A monostotic form of fibrous dysplasia of bone.

Description

A monostotic form of fibrous dysplasia of bone. Constitutional, benign disease of the bones characterised by excessive proliferation of single or multiple circumscribed fibrous lesions, predominantly in the long bones, which predispose to painful bone deformities and pathological fractures, limping, unequal limp length, skull asymmetry, leontiaslike appearance, scoliosis, lordosis, and chest deformity. Irregular macular dermal pigmentation is a variable feature. Onset usually during first two decades of life. Aetiology unknown. No fever; characteristic X-ray. The disorder is usually sporadic, but familial cases have been reported.

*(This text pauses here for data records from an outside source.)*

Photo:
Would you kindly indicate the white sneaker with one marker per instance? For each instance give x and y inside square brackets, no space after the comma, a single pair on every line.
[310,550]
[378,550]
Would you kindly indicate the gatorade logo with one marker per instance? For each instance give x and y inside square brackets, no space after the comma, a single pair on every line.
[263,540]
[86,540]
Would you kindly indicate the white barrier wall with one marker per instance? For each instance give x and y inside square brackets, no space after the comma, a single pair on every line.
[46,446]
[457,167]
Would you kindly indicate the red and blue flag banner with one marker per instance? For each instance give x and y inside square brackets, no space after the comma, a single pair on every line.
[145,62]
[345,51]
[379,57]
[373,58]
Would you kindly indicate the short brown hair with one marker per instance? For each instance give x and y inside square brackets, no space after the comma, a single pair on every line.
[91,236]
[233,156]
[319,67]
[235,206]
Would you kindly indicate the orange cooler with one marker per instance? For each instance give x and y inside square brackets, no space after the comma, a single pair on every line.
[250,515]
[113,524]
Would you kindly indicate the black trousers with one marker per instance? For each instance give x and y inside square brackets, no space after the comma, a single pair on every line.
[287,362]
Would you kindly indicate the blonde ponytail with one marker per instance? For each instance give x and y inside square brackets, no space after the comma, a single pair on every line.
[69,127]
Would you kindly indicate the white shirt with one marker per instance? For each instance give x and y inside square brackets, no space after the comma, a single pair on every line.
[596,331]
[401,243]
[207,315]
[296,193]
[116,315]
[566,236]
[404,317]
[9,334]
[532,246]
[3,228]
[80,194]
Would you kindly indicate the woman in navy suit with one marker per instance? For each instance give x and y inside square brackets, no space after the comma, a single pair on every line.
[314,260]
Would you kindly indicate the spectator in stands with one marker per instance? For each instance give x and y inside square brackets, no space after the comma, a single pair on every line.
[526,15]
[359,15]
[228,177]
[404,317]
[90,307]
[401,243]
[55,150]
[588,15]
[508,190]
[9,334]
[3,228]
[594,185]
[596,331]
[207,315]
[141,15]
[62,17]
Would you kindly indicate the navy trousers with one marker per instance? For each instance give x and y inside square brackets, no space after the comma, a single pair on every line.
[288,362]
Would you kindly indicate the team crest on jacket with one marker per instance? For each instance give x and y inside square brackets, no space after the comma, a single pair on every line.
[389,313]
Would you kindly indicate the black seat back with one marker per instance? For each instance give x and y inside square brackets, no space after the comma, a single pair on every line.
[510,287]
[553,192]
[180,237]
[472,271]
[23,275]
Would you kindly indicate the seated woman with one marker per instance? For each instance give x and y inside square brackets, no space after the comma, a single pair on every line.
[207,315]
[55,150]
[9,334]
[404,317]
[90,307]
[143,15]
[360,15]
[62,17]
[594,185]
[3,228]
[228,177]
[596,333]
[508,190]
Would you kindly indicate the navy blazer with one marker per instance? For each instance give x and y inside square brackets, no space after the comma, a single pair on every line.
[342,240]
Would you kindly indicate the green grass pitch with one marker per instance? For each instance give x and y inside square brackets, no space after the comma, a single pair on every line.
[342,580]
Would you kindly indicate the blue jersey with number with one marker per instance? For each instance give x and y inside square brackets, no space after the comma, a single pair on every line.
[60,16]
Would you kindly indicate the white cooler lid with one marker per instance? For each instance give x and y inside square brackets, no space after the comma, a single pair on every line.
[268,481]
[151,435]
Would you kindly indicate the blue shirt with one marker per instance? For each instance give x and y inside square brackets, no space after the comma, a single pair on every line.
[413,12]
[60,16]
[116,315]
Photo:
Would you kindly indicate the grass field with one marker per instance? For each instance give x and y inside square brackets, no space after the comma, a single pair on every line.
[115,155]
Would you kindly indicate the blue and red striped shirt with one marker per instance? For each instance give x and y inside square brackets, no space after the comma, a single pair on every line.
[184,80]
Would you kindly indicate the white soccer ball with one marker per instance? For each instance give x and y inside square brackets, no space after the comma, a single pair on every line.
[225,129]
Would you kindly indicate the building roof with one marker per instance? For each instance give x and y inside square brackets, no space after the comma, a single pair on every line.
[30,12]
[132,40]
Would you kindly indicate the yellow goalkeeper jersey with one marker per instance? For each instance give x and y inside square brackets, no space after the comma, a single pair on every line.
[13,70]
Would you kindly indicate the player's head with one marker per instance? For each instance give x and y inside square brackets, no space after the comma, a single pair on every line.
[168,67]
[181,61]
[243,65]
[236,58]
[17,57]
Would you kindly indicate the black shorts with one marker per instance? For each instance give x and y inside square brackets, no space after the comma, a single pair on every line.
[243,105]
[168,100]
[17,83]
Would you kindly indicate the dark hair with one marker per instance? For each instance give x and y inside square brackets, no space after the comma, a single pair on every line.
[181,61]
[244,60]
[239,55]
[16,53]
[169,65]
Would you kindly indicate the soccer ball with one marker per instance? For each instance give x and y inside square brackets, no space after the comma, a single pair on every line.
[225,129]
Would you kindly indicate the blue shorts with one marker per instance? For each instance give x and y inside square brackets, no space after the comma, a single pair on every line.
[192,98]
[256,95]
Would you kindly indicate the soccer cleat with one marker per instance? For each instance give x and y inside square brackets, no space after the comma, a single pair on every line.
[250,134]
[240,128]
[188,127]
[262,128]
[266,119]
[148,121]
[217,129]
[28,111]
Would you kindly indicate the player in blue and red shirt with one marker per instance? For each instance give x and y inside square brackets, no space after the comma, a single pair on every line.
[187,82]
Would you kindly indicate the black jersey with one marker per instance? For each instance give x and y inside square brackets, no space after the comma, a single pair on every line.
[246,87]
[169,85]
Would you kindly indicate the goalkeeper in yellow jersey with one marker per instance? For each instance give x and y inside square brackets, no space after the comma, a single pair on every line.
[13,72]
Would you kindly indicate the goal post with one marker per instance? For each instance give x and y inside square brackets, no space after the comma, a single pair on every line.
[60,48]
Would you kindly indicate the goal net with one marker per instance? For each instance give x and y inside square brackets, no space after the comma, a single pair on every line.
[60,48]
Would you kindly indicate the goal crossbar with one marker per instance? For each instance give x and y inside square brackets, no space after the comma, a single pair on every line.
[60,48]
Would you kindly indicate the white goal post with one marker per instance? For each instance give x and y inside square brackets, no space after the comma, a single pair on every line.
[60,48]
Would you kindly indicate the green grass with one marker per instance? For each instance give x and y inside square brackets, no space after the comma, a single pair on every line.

It was described in 1942 by Lichtenstein and Jaffe who reported 15 cases. Schlumberger subsequently reported 67 additional cases. The syndrome occurs chiefly in children and is not accompanied by systemic, metabolic, endocrine, or other skeletal changes. A similar condition with patchy skin pigmentation and sexual precocity is known as McCune-Albright syndrome.

Bibliography

  • H. L. Jaffe:
    «Osteoid-osteoma,», benign osteoblastic tumor composed of osteoid atypical bone.
    Archives of Surgery, Chicago, 1935, 31: 709-728.
  • F. Albright, A. M. Butler, A. O. Hampton, P. Smith:
    Syndrome characterized by osteitis fibrosa disseminata, areas of pigmentation and endocrine dysfunction, with precocious puberty in females: report of five cases.
    New England Journal of Medicine, Boston, 1937, 216: 727-746.
  • L. Lichtenstein:
    Polystotic fibrous dysplasia.
    Archives of Surgery, Chicago, 1938, 36: 874.
  • H. L. Jaffe, L. Lichtenstein:
    Non-osteogenic fibroma of bone.
    American Journal of Pathology, Philadelphia, 1942, 18: 205.
  • H. L. Jaffe, L. Lichtenstein:
    Fibrous dysplasia of bone. A condition affecting one, several or many bones, the graver cases of which may present with abnormal pigmentation of skin, premature sexual development, hyperthyroidism or still other extraskeletal abnormalities.
    Archives of Pathology, Chicago, 1942, 33: 777-816.
    This review was based upon clinical, radiological and histological studies of 23 cases.
  • D. J. McCune, H. Bruch:
    Osteodystrophia fibrosa: report of a case in which the condition was combined with precocious puberty, pathologic pigmentation of the skin and hyperthyroidism, with a review of the literature.
    American Journal of Diseases of Children, Chicago, 1937, 54: 806-848.